Ragoonath: ILP needs Warner as head
Political analyst Dr Bishnu Ragoonath says Warner’s return as leader of the ILP is key to the party’s survival. He made the statement yesterday as he commented on Oudit’s resignation as party leader. Warner’s return was the only move that could help the ILP, he argued. “I have always felt that the ILP was Jack Warner and Jack Warner is the ILP and to that extent, Jack Warner taking back the ILP leadership is simply ensuring the ILP survives until the next election, because I think the ILP, under any other leader, would seem to be weak and ineffective.”

Ragoonath admitted, however he was not sure Warner’s taking back the leadership of the ILP would strengthen the party. “But it will give back the party that face it had when it started,” he added.
Ragoonath said more resignations from the ILP would only serve to break it down further and Warner would be put to the test to revitalise it. “I think the party is on the decline and more resignations like this would serve to further undermine the confidence anyone would have in the party. “Be that as it may, Jack Warner has always been the driving force behind the ILP and it is up to him. We now have to look at his capacity and his capabilities to bring back the ILP to some sort of glory, if that is at all possible,” he added.

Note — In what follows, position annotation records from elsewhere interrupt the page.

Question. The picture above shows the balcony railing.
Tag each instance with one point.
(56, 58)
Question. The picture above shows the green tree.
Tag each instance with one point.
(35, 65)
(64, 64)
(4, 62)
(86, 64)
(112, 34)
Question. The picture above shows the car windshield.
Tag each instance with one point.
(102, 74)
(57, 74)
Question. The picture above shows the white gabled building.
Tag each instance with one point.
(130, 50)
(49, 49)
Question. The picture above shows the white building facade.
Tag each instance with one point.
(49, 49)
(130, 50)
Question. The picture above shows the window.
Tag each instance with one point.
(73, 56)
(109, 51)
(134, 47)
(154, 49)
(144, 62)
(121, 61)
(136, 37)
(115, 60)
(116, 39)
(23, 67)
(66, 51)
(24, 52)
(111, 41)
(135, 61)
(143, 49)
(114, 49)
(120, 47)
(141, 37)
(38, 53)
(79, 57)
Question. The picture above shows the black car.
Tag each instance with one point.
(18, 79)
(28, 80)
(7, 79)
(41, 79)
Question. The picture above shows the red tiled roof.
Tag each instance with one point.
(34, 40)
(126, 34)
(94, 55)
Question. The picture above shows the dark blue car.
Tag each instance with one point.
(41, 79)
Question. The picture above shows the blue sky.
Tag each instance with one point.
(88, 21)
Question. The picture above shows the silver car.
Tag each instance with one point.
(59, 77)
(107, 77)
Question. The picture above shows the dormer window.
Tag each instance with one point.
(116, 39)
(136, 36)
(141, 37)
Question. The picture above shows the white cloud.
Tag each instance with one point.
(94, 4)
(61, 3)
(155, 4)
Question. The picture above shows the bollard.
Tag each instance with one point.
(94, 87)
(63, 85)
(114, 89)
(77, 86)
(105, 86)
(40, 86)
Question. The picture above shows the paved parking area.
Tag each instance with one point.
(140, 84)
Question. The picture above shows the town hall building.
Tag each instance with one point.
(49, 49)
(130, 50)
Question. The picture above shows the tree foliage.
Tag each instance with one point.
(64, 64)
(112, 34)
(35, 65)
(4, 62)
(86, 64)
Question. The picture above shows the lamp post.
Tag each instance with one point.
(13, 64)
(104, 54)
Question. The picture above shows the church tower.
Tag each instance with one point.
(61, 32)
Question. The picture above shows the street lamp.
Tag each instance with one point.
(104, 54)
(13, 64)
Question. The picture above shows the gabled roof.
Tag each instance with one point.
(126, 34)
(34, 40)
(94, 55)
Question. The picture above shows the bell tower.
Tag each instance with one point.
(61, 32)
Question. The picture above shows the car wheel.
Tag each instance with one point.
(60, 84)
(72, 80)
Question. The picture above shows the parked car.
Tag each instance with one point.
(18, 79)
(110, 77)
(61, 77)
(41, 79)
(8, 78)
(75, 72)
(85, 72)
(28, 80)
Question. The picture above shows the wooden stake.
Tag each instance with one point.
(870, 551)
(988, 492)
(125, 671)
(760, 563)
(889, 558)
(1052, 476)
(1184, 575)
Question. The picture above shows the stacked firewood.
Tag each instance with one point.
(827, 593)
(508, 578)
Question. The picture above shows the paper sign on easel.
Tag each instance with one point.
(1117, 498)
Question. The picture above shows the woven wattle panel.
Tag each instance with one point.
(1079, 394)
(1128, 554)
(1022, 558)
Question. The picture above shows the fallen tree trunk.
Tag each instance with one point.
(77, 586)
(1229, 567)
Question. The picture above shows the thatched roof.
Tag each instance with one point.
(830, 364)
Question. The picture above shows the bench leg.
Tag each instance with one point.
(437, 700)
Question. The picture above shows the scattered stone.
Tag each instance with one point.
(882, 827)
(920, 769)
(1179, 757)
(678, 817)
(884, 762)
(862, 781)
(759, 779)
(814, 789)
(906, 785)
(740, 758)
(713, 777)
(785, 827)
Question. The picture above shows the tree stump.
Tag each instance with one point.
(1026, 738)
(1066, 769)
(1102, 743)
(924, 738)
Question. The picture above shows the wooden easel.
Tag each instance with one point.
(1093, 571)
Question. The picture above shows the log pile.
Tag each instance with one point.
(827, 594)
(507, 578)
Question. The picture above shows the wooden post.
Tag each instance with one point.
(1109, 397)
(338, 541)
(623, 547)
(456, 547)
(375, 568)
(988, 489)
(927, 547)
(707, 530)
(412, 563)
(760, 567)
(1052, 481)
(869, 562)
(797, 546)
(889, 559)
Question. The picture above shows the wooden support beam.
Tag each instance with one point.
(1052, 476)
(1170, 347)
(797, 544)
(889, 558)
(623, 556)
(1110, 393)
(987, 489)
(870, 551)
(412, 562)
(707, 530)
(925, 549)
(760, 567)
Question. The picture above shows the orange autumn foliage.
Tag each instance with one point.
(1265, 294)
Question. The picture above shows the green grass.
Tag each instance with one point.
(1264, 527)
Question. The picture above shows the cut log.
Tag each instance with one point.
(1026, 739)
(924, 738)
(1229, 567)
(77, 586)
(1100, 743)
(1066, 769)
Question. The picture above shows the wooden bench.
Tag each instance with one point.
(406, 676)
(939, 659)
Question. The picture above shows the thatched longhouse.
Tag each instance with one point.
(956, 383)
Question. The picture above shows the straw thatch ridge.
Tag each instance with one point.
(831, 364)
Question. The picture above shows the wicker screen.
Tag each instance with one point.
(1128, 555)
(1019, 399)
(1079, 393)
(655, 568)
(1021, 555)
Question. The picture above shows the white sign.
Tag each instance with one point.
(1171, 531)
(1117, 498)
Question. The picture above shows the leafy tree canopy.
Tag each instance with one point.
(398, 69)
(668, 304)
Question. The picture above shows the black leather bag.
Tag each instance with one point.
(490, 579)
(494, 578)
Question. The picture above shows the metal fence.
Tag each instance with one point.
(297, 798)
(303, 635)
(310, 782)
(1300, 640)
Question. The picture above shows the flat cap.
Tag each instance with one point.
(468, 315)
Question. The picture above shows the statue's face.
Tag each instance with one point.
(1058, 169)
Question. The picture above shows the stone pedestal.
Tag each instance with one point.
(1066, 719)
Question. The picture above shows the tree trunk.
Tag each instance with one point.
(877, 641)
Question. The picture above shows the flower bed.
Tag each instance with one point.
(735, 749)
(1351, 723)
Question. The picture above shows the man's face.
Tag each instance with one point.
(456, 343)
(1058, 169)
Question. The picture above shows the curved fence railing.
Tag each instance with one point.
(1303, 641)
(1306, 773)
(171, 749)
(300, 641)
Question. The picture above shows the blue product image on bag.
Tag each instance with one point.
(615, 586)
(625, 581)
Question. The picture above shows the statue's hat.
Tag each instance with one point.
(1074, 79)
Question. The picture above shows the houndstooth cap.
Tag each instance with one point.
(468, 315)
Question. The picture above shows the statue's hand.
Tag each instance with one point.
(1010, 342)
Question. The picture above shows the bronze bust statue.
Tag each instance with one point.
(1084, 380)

He felt the ILP must now look towards forming an alliance to continue its existence. “I do not think the ILP can survive on its own at this time. I think the ILP has become another COP, which is just a shadow of the original party that it started off with. “The party is Jack Warner and Jack Warner is the party... then without a Jack Warner there is no foundation,” he added. Ragoonath said last April when the ILP was formed Warner had momentum but that had been lost. “He has to join forces. I would not go so far as to say he cannot win a seat but at this point in time the politics do not seem to be in his favour,” Ragoonath added.